And yes, I am aware that it looks just like the wizard in the program Microsoft Word, but that isn't where this came from, because I don't even have this program on my computer, and never have.

If you have any idea as to what this is, please post and tell me.  I'm lost.


----------



## The_Other_One (May 21, 2005)

Have you looked around Add/Remove programs?


----------



## Danielle (May 21, 2005)

Yes.


----------



## Sebouh (May 21, 2005)

well when it is open, do a hijackthis test and put it here.


----------



## Byteman (May 21, 2005)

go into program files and check if you have a microsoft office folder...


----------



## Lorand (May 21, 2005)

It doesn't need to have the Office installed.

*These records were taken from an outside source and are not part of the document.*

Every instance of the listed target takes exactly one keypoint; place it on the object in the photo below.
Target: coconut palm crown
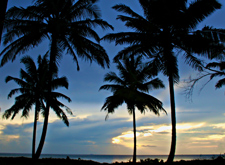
(33, 92)
(132, 86)
(166, 30)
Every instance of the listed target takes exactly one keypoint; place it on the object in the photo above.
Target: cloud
(149, 146)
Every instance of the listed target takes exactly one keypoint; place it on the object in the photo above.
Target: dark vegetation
(52, 161)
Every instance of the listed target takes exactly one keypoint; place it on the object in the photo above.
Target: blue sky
(200, 122)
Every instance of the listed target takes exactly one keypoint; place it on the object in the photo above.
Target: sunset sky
(200, 121)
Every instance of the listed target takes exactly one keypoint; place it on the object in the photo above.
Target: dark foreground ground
(52, 161)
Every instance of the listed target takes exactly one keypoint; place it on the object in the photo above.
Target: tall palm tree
(132, 87)
(166, 29)
(3, 7)
(67, 24)
(33, 88)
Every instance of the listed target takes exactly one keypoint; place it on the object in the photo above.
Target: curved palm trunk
(3, 7)
(34, 130)
(173, 119)
(135, 138)
(51, 65)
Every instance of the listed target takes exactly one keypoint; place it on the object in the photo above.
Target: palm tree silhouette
(132, 87)
(3, 7)
(33, 88)
(68, 25)
(165, 31)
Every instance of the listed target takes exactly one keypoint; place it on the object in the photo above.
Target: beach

Search for a folder with name "MSAgent/Chars" or "Microsoft Agent/Characters".


----------



## Danielle (May 21, 2005)

Nothing came up in the search in either one of your suggestions.  I don't have microsoft office, or anything like that installed on my computer and it's never been because i've had it since it was new..


----------



## RayPoynter (Jun 14, 2005)

Have a look in your taskbar, do you have an alarm clock?  I have one installed at work, with a few alarms set up, once the alarm is reached, that little guy pops up. If you look in Add/Remove program, it should be listed as 'Talking Alarm Clock'.  Are you the only one that uses that PC?  If not, someone might have downloaded and installed it...otherwise, I am sorry I have no idea why that would pop-up, unless someone was spoofing you through your chat session


----------



## Danielle (Jun 14, 2005)

No, I don't have anything like that.  And I was only talking to one person at the time, and they didn't do it..


----------



## sidthereal (Jun 14, 2005)

see for malicious processes running in the taskbar, try closing that to end merlin


----------



## Buzz1927 (Jun 14, 2005)

Have you tried doing a search for "merlin"?


----------



## sidthereal (Jun 14, 2005)

actually, to help around, i just did a google search, using keywords merlin and malaware and then merlin wizard computer, the search results were inconclusive.


----------



## joshj (Jun 14, 2005)

Hey, sidthereal, I just have to comment on your sig.  Another thing is that he who laughs last thinks slowest


----------